Parliament’s Minority Leader, Haruna Iddrisu, has taken issue with the practice whereby the Auditor General publishes his audit reports even before the Legislature gets the opportunity to scrutinize them.
Though he acknowledges that the practice is backed by law, the Tamale South MP laments that the practice has dire implications on people’s reputation and dignity.
Speaking on the budget estimates for the Audit Service on the floor of the House yesterday, Haruna Iddrisu urged the Legislature to reconsider the position of the law.
“That is not the way to go; convicting the innocent. You make findings on the person and even before Parliament considers the findings, you have already gone public on it.”

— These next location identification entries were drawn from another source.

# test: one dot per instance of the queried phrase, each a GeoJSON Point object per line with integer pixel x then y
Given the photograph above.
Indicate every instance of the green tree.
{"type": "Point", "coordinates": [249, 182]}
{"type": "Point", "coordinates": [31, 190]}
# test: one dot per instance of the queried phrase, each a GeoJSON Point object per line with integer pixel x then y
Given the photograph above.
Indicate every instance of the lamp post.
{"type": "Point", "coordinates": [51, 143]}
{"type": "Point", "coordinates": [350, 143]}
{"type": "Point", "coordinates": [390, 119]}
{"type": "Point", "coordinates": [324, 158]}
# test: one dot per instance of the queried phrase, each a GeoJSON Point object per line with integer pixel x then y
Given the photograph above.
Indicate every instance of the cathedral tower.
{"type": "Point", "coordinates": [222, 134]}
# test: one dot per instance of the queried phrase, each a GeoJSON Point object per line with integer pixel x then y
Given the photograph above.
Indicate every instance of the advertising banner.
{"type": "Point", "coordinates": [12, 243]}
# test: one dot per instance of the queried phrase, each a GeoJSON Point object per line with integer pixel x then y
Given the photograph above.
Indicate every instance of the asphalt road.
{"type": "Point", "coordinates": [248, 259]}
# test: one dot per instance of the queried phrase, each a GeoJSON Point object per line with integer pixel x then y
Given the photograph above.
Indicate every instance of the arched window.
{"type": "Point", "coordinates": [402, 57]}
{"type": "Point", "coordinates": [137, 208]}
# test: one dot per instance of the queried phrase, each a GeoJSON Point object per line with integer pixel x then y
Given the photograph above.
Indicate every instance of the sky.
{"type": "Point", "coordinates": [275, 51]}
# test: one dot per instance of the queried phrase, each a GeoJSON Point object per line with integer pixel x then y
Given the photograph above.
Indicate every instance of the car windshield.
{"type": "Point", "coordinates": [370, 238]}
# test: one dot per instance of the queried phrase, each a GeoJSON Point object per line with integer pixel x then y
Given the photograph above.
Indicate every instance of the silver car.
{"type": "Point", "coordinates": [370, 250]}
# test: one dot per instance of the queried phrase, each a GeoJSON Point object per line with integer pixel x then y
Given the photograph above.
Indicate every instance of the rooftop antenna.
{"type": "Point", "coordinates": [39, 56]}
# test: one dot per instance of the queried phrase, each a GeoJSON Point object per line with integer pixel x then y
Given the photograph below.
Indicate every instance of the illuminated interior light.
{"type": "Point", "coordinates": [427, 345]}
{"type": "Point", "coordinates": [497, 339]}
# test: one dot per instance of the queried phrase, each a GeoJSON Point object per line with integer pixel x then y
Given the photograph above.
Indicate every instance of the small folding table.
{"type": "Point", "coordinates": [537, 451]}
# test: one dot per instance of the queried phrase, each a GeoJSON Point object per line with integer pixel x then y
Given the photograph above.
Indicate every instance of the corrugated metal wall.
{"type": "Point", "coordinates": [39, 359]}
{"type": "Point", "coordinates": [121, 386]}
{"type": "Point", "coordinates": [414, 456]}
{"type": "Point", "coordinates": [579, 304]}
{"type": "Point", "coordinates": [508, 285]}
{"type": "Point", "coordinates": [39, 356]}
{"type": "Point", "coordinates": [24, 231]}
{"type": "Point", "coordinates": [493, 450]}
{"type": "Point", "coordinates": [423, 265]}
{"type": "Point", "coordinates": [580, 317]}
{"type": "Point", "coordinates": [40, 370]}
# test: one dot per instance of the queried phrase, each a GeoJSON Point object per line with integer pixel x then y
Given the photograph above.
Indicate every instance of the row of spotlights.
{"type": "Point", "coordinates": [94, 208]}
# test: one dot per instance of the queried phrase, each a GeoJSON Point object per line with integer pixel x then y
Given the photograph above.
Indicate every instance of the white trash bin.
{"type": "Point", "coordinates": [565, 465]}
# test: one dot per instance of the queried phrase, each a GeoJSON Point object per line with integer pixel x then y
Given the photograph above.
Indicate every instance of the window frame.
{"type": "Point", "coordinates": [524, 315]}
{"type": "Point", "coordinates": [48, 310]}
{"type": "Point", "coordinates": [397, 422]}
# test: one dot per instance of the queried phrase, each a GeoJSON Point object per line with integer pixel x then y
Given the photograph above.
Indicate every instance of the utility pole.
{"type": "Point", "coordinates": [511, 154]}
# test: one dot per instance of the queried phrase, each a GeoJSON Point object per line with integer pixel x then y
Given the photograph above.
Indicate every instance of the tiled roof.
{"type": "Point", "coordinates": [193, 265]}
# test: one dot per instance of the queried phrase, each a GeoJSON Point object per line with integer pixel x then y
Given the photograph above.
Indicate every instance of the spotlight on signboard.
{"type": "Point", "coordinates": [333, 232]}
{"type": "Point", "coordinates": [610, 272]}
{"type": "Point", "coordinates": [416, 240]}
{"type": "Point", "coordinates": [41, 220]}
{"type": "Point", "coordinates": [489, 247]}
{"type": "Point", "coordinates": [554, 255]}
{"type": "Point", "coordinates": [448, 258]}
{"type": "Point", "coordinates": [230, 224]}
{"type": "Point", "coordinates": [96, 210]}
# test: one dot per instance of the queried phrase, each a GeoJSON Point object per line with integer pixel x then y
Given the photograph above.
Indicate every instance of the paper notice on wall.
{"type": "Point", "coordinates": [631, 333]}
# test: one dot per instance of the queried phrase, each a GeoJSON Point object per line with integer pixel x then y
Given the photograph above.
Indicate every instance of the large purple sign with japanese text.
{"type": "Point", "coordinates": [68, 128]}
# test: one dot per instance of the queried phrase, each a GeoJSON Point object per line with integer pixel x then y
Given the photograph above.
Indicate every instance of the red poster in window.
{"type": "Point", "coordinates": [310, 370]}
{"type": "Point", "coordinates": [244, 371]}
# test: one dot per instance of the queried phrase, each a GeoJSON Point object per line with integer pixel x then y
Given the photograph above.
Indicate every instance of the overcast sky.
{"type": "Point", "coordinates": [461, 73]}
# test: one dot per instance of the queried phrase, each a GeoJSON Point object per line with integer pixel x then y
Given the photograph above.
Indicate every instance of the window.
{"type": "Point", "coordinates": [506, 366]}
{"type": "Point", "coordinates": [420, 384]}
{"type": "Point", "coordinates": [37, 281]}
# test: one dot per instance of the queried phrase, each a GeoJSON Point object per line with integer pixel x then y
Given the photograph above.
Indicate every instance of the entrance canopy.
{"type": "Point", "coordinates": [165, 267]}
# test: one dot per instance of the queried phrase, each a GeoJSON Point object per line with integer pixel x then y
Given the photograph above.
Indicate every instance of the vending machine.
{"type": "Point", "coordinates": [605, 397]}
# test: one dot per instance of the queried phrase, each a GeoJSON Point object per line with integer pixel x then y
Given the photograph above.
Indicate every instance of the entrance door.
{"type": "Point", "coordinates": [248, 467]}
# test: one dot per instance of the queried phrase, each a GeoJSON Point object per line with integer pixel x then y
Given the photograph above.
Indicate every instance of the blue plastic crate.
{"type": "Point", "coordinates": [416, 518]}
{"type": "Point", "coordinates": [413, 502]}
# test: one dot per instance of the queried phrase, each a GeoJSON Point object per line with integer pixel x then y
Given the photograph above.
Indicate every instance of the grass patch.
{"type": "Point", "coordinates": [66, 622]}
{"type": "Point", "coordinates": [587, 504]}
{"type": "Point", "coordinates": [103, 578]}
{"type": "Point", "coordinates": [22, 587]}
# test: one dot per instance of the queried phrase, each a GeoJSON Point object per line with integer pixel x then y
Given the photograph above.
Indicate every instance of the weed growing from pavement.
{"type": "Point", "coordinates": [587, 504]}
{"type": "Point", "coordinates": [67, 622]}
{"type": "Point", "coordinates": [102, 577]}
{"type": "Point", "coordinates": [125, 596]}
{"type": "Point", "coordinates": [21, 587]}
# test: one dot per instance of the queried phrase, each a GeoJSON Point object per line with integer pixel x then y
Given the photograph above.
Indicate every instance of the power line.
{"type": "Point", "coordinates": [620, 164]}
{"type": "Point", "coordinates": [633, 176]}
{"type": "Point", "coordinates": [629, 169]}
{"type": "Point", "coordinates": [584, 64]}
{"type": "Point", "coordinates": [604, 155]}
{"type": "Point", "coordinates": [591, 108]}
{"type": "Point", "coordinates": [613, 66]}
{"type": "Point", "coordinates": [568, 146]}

“We need to take a position on this particular matter because I trust the Auditor General remains a strong viable institution in our anti-corruption efforts,” Mr. Iddrisu said.
Also speaking on the matter, the Deputy Majority Leader, Alexander Afenyo-Markin urged the Audit Service to allow for due process in its work.
He said Government had demonstrated its commitment to improving the Service.
“The zeal to exercise the mandate must be so done within the confines of the law. Most times we are in a hurry to persecute and call names,” Mr. Afenyo-Markin said.
The immediate past Auditor-General, Daniel Domelevo, faced criticism for his reports going public before consideration in Parliament.
Critics have in the past said Parliamentary practice is that prior to publication, audit reports must be laid in Parliament.
These reports are subsequently referred to the Public Accounts Committee for consideration and referred to the whole House.